Earlier, we had enjoyed a delicious but very early dinner at three in the afternoon! An hour later we were climbing into a vehicle with everything we would need for spending the night in a hide, there’s no popping back to the lodge if you have forgotten something! After a short drive, we trekked for a couple of kilometres in silence, through the forest, accompanied by our guide, Mica. The scenery was lush, trees were bursting into leaf at the start of the Finnish spring and the air was incredibly fresh. The ground, carpeted with years of accumulated layers of moss and leaves, gave the impression you were walking on sponge.
Eventually we arrived at the hide and settled down for an exciting night ahead. The hide itself is very comfortable with coach style reclining seats, placed in front of narrow but wide windows giving you a 180 degree view. Below the window is a shelf for cameras, and beanbags are supplied for avid photographers. Drawstring openings provide access for long lenses and clear shots of the bears as they roam into view.

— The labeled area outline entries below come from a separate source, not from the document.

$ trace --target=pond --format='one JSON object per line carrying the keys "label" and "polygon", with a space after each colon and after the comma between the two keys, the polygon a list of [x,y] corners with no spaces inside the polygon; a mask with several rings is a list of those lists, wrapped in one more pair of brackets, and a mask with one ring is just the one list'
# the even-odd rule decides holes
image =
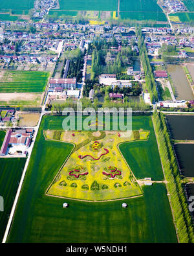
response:
{"label": "pond", "polygon": [[166,119],[173,139],[194,140],[194,115],[168,115]]}
{"label": "pond", "polygon": [[176,100],[194,100],[192,89],[188,83],[182,67],[179,65],[168,65],[167,71],[175,88]]}

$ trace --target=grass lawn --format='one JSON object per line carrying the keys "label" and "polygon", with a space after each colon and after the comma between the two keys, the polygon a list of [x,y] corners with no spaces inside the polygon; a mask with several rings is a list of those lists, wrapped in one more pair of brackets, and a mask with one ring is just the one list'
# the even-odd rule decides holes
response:
{"label": "grass lawn", "polygon": [[0,211],[0,241],[4,235],[25,161],[24,157],[0,158],[0,195],[4,199],[4,211]]}
{"label": "grass lawn", "polygon": [[0,92],[43,92],[48,76],[48,72],[5,71],[0,81]]}
{"label": "grass lawn", "polygon": [[[45,194],[72,146],[46,141],[43,131],[54,128],[61,130],[63,118],[50,116],[43,119],[8,242],[176,242],[167,191],[163,184],[144,186],[144,196],[125,200],[128,204],[126,209],[121,206],[122,200],[89,203],[68,199],[65,202],[69,207],[63,209],[64,199]],[[134,117],[133,127],[134,130],[150,128],[153,141],[151,146],[157,150],[150,117]],[[153,159],[149,157],[150,163],[148,161],[151,166]],[[142,171],[144,170],[138,170]],[[158,173],[157,176],[162,178],[162,174]]]}
{"label": "grass lawn", "polygon": [[[56,132],[51,132],[54,139]],[[48,133],[50,138],[50,131],[45,131],[45,134]],[[58,139],[72,143],[76,147],[47,194],[90,201],[142,194],[118,145],[127,141],[147,140],[149,132],[135,131],[127,138],[122,137],[126,135],[125,132],[119,134],[120,137],[117,132],[106,132],[102,134],[103,138],[99,137],[100,132],[81,132],[80,134],[74,132],[72,136],[72,132],[61,132]],[[80,159],[79,156],[83,159]]]}
{"label": "grass lawn", "polygon": [[6,134],[5,131],[0,131],[0,149],[3,143],[5,134]]}
{"label": "grass lawn", "polygon": [[17,16],[12,16],[10,14],[0,14],[0,21],[15,21],[18,19],[19,17]]}
{"label": "grass lawn", "polygon": [[56,17],[64,16],[76,16],[78,12],[74,11],[65,11],[65,10],[51,10],[49,11],[48,15],[50,16],[54,16]]}

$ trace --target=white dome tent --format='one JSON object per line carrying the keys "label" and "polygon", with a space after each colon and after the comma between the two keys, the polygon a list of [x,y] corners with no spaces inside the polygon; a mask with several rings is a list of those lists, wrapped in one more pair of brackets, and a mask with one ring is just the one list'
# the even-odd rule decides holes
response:
{"label": "white dome tent", "polygon": [[68,207],[68,204],[67,204],[67,203],[64,203],[64,204],[63,204],[63,208],[67,208],[67,207]]}

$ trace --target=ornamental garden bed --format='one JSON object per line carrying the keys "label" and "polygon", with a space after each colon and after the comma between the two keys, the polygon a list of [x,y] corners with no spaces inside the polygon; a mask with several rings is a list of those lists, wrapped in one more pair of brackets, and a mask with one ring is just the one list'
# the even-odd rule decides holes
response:
{"label": "ornamental garden bed", "polygon": [[[49,140],[55,139],[56,132],[44,131],[46,139],[47,134]],[[113,131],[98,134],[63,131],[58,134],[60,134],[61,141],[63,139],[67,141],[67,141],[75,147],[46,194],[89,201],[111,200],[143,194],[118,146],[126,141],[146,140],[149,132],[142,129],[133,131],[129,137],[126,137],[125,132],[120,132],[118,136],[118,132]]]}

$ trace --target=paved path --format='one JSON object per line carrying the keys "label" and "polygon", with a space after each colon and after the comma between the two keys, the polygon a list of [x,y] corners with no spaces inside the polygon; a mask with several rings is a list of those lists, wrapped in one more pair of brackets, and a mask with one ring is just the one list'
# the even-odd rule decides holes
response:
{"label": "paved path", "polygon": [[45,111],[43,110],[42,113],[41,114],[41,116],[40,116],[40,118],[39,118],[39,120],[38,125],[33,128],[33,129],[35,131],[34,134],[33,141],[32,142],[32,145],[31,145],[30,148],[29,148],[29,150],[28,150],[28,158],[27,159],[27,161],[26,161],[26,163],[25,163],[25,165],[23,173],[22,173],[21,178],[21,180],[20,180],[20,182],[19,182],[19,187],[18,187],[18,189],[17,189],[17,193],[16,193],[16,197],[15,197],[15,200],[14,200],[14,204],[13,204],[13,206],[12,206],[11,213],[10,213],[10,217],[9,217],[9,219],[8,219],[8,224],[7,224],[7,226],[6,226],[6,229],[5,229],[5,234],[4,234],[3,239],[3,241],[2,241],[3,244],[6,242],[6,239],[7,239],[7,236],[8,236],[8,234],[9,233],[9,230],[10,230],[10,226],[11,226],[11,224],[12,224],[12,220],[13,220],[13,216],[14,216],[14,212],[15,212],[15,210],[16,210],[16,205],[17,205],[17,200],[18,200],[19,196],[19,194],[20,194],[20,191],[21,191],[21,187],[22,187],[22,185],[23,185],[23,182],[24,181],[24,178],[25,178],[25,174],[26,174],[26,172],[27,172],[28,165],[28,163],[29,163],[29,161],[30,161],[30,156],[31,156],[31,154],[32,154],[32,149],[33,149],[33,147],[34,146],[34,143],[35,143],[36,138],[36,136],[37,136],[37,134],[38,132],[38,130],[39,130],[39,126],[40,126],[40,124],[41,124],[41,121],[42,117],[44,115],[44,114],[45,114]]}

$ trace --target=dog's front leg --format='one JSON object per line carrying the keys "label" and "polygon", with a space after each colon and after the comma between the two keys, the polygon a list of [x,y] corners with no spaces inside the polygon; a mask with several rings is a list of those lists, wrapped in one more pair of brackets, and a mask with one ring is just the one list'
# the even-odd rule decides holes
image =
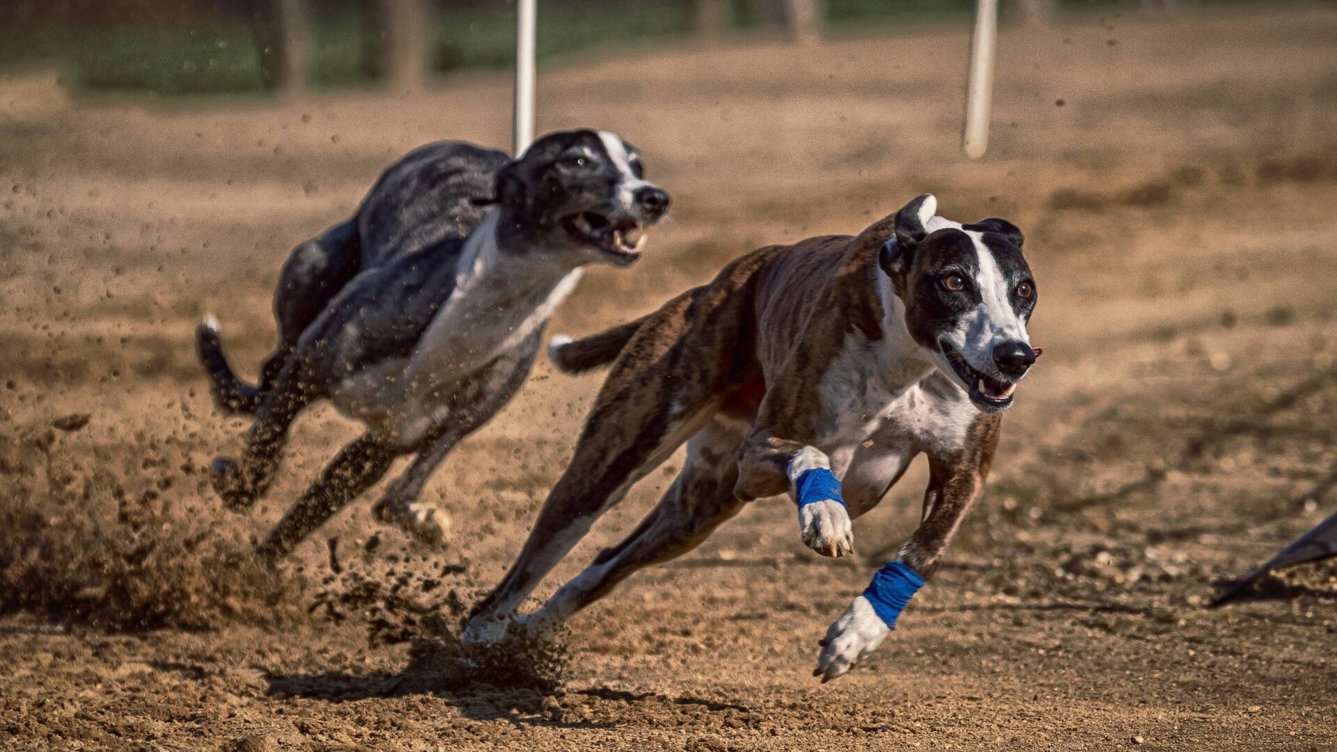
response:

As we enjoyed a cup of coffee, Mica described, in hushed tones, as all noise must be kept to a minimum, the life cycle of the bears. He was extremely knowledgeable and enthusiastic about the local wildlife. We then sat in silent anticipation wondering how long it would be before we would glimpse our first bear, but we didn’t have long to wait. Within half an hour, three, two year old cubs came gambolling down the hill, passing just metres in front of the hide and continued on their journey.
It was a fantastic and thrilling first sight, but just a taste of what was to come. In total, 17 different Brown Bears came to the area around the hide, some were mothers with one or two year old cubs that amused us by playing and climbing trees, while the adult males were only interested in the females. The bears continued to delight us well into the small hours and were always visible due to the light northern nights.
When I could keep my eyes open no longer, I retired to one of the bunk beds for a couple of hours. When I woke up, a very large and beautifully marked male bear had wandered into view and everyone’s eyes were already glued to the windows.
Finally, around eight in the morning, we packed up our belongings and returned to the guesthouse for breakfast. It had been an incredible night and the bears that inhabit these picturesque forests had in no way disappointed us. My fellow hide-mates, who no longer seemed like strangers, definitely agreed too.